New York City College of Technology Physics Professor Giovanni Ossola thinks both small and big.
He is currently developing a new tool, which will lead to more precise computations involving the actions of particles (the smallest components of matter) in the world’s largest particle (proton) accelerator, the Large Hadron Collider (LHC). And he has big plans to involve his students in the information and discoveries being made by him and other scientists from around the world.
Thanks to a two-year National Science Foundation research grant of $114,450, Dr. Ossola is well on his way to achieving these goals.

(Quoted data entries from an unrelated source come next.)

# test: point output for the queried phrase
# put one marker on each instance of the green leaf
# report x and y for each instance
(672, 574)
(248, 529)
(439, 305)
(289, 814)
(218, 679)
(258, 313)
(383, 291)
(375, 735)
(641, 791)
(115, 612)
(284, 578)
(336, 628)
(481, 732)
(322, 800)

The collider is a $10 billion machine built by the European Organization for Nuclear Research (CERN) on the France-Switzerland border. CERN’s main area of research is particle physics: finding answers to questions about the universe, what it is made of and how it works. LHC replicates the conditions of the universe immediately after “the Big Bang” in order to help physicists understand its effects and to examine matter’s smallest components.
One of Dr. Ossola’s goals for his project is to forge stronger research ties between CERN and City Tech. Since European university students can more easily visit the LHC, he wants to find ways to bring information and discoveries here, to organize meetings, and present results. “From a scientific point of view, it is important to have a connection between the research work that we do at City Tech and the main events taking place at CERN. This connection can be reinforced by visiting CERN, inviting speakers to the college, and giving presentations for faculty and students about the various themes of the LHC experiment.”
City Tech is located at 300 Jay Street in Downtown Brooklyn.